Ива. Вот я и освободила ее. Веточка у меня в руке. Теперь уже недолго. Я спрячу ее. Никто ее не найдет. Дерево, с которого ее срезали, росло на реке Скамандр. Когда боль отпускает меня, я разговариваю. С мышами, которых я кормлю. Со змеей, которая живет в одном из углублений и обвивается вокруг моей шеи, когда я сплю. С лучом света, который пробивается через крохотное отверстие, там, где я вытащила веточку. Точка света возвратила мне день. Я говорила — они об этом даже не подозревали — и с женщинами. Это были отбросы Трои, а я, обладавшая преимуществами во всем, ходила над ними по дворцу. Их грубое злорадство было понятно. Я чувствовала, что они ничем не могут меня обидеть. Они тоже заметили это. Каким только словам не выучилась я от них. Они плевали на меня из прохода, по которому ползли на животе, чтобы протолкнуть мне через этот лаз еду; чем дольше меня здесь держали, тем с большим нетерпением я ее ждала. Я не знала, понимают ли они меня. Я спросила, как их зовут. Визгливый смех. Я назвала мое имя. Ядовитое шипение. Одна из них, судя по голосу, более молодая, плюнула мне в миску с водой. Мне пришлось узнать, что не всякий человек, униженный до состояния зверя, способен проделать обратный путь. Они становились опасны. Я начала их бояться.
В какой-то день дверцу открыли в неурочное для еды время. Я напрасно ждала визгливого ворчанья. Звучный мужской голос заговорил со мной.
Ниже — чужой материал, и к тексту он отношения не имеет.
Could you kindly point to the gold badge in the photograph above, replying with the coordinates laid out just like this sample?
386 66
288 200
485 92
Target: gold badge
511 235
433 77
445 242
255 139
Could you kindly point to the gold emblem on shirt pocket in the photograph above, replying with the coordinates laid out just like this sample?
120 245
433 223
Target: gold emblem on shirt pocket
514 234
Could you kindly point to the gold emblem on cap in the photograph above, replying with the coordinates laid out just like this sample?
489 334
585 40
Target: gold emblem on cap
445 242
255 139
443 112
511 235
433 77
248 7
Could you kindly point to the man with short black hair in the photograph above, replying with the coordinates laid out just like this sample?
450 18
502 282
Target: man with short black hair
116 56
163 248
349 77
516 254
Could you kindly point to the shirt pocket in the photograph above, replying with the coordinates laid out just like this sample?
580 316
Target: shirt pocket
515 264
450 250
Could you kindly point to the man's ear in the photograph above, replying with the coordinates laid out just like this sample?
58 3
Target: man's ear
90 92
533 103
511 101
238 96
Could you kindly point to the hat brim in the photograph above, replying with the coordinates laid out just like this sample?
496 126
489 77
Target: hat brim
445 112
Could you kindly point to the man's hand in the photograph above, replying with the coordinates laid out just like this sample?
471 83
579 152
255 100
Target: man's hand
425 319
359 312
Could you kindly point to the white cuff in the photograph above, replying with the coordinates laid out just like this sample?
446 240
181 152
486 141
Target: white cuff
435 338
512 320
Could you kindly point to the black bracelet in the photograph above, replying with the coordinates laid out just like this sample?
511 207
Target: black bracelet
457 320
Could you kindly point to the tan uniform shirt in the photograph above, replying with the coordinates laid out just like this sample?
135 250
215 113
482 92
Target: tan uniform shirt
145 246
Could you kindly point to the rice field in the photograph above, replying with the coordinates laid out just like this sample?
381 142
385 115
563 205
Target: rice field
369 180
Андрон. Красавец Андрон. «Сюда, Кассандра». Словно мы встретились за столом во дворце. «Иди сюда. На, возьми». Что он мне дал? Что-то твердое и острое. Летящими пальцами я ощупывала это. «Узнала?» О этот красивый голос, исполненный торжества. «Да». Это была перевязь меча Ахилла, которую, подумала я, можно получить, только если ее владелец убит. «Да. Все прошло по плану. Греческий герой Ахилл мертв».